Fans of old-style fancy European cuisine are familar with the spiny lobster, but I was surprised to see another European cousin of our favorite New England crustacean while in Sorrento in 2018.
We had it as the highlight of a very fancy, expensive seafood dinner in Sorrento. Our goal was to compare and contrast the European Lobster (Homarus gammarus) with our American Lobster (Homarus americanus) with an eye to how well recipes for the one can substitute the other.

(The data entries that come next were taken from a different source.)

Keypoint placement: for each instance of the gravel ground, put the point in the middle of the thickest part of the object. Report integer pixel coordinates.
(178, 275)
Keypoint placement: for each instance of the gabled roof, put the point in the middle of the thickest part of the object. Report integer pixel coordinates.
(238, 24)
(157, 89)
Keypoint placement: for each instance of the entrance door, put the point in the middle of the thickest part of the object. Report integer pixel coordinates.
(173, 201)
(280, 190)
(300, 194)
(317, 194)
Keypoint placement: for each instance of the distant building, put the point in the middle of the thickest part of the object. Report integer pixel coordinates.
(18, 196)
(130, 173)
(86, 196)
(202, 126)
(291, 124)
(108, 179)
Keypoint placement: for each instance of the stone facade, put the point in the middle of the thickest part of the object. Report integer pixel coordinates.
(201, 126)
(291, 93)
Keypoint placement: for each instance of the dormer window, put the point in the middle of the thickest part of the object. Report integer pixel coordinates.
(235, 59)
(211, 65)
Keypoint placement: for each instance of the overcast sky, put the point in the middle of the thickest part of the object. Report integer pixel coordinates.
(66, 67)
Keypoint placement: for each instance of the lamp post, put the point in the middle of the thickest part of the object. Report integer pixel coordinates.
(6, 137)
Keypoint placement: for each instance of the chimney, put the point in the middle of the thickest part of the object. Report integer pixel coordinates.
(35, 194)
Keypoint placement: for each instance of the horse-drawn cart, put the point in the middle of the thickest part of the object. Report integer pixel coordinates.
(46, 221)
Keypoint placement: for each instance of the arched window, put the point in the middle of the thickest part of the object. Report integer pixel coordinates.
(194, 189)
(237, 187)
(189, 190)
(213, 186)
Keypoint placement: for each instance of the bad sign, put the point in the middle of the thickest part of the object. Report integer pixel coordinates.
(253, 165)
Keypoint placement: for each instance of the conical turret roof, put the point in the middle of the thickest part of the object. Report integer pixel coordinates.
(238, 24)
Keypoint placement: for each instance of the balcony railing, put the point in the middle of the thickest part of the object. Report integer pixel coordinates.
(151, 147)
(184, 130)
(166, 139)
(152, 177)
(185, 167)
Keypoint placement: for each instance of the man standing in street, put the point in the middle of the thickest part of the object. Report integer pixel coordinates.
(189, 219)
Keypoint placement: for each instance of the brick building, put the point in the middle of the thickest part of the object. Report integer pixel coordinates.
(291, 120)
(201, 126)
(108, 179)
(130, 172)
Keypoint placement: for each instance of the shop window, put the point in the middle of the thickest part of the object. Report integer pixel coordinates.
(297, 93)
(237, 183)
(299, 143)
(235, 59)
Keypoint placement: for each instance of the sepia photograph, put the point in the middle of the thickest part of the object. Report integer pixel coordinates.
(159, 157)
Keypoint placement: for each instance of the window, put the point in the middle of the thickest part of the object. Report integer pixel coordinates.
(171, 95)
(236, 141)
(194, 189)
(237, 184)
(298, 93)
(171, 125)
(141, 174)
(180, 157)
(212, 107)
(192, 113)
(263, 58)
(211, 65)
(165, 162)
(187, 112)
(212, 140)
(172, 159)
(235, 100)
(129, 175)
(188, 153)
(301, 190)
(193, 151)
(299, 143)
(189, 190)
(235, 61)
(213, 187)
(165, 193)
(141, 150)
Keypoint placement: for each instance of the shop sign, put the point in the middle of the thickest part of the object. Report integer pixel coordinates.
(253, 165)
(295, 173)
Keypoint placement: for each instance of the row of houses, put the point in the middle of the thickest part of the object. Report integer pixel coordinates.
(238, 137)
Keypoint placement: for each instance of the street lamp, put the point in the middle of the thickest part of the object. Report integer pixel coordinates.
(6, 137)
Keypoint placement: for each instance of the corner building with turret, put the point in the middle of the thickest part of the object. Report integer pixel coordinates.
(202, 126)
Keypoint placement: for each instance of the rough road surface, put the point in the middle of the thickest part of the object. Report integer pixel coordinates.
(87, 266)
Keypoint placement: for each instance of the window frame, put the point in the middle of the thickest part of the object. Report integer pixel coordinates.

In Sorrento anyway, the European lobster is called the blue lobster. This is confusing for us because of the celebrity gained by the bright blue mutant lobsters occasionally caught off the New England coast. The European "blue" lobster is very deep blue, so much so as to look black. It cooks up red like an American lobster.
In Italian cuisine, the spiny lobster is the aragosta and this lobster is astice.
The preparation was different, but that was pretty well unavoidable. At our fancy dinner, the restaurauteur Salvatore was absolutely aghast at the idea of boiling the lobster. There was no point trying to force the issue if the chef would have been uncomfortable and we wanted to try the lobster in its best preparation. He served it cut down the middle lengthwise and sauteed, then the oil and pan juices used to dress a hearty linguine with a few flash-sauteed cherry tomatoes and minimal herbs. It was delicious, so now I must reproduce it at home with an American lobster.
The texture of the cooked lobster was identical to that of its American cousin. The lobsters (we had two) were both 600g, so we would call them quarters. It's easy enough to find that size at our local lobster pound for test-cooking purposes.
Flavor was the main difference, but there are many factors to take into account beyond the species. Salvatore told me that the Mediterranean Sea is saltier than the Atlantic, which heightens the flavor of these lobsters (but they are found in the waters all around Europe).
If you read the parent post to this article, then you know about the many other factors, especially the role of absolute freshness. We always buy our lobsters from the lobster pound at Wood's Seafoods in Plymouth, where they are in cold seawater right up until the moment that we buy them. (In fact, we dinged the celebrated ***** New York restaurant Daniel for serving lobster that could have been fresher, and should have been at a $500 dinner in a seaport city.)
Salvatore had his fish set out in the usual Italian way, on a bed of crushed ice in front of the restaurant for passersby to see and admire. It's great marketing and it's fine for fin-fish, but the living lobster does taste fresher when it comes directly from seawater. I have never seen a lobster pound in Europe, in fact I never saw one of these black lobsters until now.
I think at the bottom of it all, the European lobster is probably as good as an American lobster for all equivalent preparations, but I really want to try one steamed, or served in a Lobster Roll!